As the title suggests, the exhibition is a 3-floor reflection upon the various ways in which artists are influenced by and respond to news media. Through a semi historic display unfamiliar to the walls of this museum we shift between mixed media works by artists such as Alighieri e Boetti and Judith Bernstein. These are great heavy looking collages which make obvious and forceful use of newsprint. Also of particular interest is “News” by Hans Haacke in which stories from 35 different RSS feeds are beamed directly to a printer installed on a table in the middle of one gallery. Originally conceived in 1969, the imposing knot of information is a metaphor made more poignant by the digital age in which we live. A series of works by Dash Snow serve as a bold commentary on the tabloid coverage of Saddam Hussein’s trial and subsequent execution.
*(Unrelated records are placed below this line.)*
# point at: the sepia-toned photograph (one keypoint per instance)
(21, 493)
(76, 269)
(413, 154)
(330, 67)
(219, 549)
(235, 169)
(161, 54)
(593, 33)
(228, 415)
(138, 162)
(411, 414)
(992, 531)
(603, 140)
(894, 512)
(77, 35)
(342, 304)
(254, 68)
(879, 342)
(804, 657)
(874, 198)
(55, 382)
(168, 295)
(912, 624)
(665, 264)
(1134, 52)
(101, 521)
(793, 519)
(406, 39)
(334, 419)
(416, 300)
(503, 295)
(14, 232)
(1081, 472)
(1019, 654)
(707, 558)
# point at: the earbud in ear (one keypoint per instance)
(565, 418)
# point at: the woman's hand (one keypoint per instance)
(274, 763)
I was impressed by the exhibition’s conceptual narrative which explores the dual functionality of news media as both a source of content and vehicle for its delivery. This is not merely an art exhibit inspired by the news media. A broad sheet from Dexter Sinister’s project The Last Newspaper on display in the exhibition’s first gallery, is one example of how artists use the news as a vehicle for art. For his project the artist worked with a team of copywriters and editors turning a storefront in the Port Authority Bus Terminal into a newsroom for one week. Each day his team turned out a one-page broadside reflecting the nature of the news in today’s society.
Rather than depicting the typical New Museum fashion, curators have invited a group of partner organizations to use their gallery space as an ad hoc creative newsroom. A weekly publication, conceived within the exhibition space will form a sort of de facto museum catalogue. I applaud the curators’ efforts to create an inclusive, didactic environment; however, certain participant organizations would have been better off excluded. The inclusion of the Center for Urban Pedagogy’s exhibit aimed at instructing audiences about zoning laws, seemed gratuitous. A set of customizable office furniture by C Lab felt a bit too reminiscent of a please touch museum. While the show was an overall success, I wish the museum’s curators would slow down in their race for “New Art” and “New Ideas,” lest they trip over themselves.